There’s a growing need for medical software as healthcare progresses to be more accessible to patients in emergencies and regardless of location. Telehealth apps, diagnostic tools, and electronic health records are some of the common ones that already help patients and practitioners save time. These are very sensitive products, and a single error in a diagnostic tool can lead to treatment errors or even lawsuits.
That’s why developers looking to expand into a global market need to be thorough with localization. That would mean adapting software to different languages, respecting local regulations, and also meeting user expectations. Here’s why medical software localization is important, the elements that matter most, and best practices to prioritize.
Why Medical Software Localization Matters
The medical industry’s main goal is saving lives, and that extends to everything from doctor-patient relationships to software development. Regardless of the area of medical interaction, clear and accurate communication is non-negotiable. That also makes medical localization a necessity in every market. Here’s why developers looking to scale their software can’t afford not to localize:
Patient safety
Patients can only use software as intended when it comes with accurate terminology. A seemingly simple misinterpretation can lead to misdiagnosis, fatalities, and legal action that could damage your company’s reputation. As many as 80% of medical errors were found to be due to miscommunication.

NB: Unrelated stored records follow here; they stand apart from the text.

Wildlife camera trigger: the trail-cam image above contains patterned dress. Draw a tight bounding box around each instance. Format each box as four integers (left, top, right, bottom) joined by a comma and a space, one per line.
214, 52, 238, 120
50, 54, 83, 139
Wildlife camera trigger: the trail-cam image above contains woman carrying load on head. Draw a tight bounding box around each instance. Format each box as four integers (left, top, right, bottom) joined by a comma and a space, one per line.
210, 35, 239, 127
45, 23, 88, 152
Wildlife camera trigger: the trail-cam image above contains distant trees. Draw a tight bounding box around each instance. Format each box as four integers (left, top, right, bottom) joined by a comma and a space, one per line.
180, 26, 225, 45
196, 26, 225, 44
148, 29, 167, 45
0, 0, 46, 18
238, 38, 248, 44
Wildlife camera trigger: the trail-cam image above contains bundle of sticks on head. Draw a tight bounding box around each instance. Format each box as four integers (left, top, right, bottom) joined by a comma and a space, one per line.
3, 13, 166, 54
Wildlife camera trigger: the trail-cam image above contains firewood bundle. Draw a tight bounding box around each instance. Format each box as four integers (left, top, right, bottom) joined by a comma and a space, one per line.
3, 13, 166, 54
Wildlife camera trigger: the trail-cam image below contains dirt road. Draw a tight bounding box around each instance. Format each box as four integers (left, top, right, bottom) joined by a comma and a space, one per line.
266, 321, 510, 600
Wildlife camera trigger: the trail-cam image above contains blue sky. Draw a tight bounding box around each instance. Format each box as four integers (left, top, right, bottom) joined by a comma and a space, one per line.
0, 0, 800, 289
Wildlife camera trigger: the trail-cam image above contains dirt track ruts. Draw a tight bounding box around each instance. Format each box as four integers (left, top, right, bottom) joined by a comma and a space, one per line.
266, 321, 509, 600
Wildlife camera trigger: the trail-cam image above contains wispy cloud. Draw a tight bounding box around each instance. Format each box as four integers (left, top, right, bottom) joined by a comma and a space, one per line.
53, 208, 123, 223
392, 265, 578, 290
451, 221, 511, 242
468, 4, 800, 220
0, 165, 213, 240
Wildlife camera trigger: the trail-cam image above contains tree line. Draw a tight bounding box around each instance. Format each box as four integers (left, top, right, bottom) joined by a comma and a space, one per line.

The stakes are really high here because it’s easy to miss a misinterpreted term in a diagnostic tool manual, for instance. With non-local translators or tool-based translations, terms can be translated on a word-for-word basis, leaving out the context, which is most important. The only way to completely avoid it is to use medical translation services that actually have local translators who also understand the field.
Regulatory compliance
Medical software must meet strict compliance requirements in every market to ensure safety, avoid legal issues, and facilitate successful global launches. If you’re entering into the US, European, and other global markets, you’ll come across regulatory agencies and standards such as these:
FDA: The Food and Drug Administration is part of the U.S. Department of Health and Human Services, responsible for protecting public health. They ensure the safety and efficiency of health-related products like medical devices, food supply, and medicine.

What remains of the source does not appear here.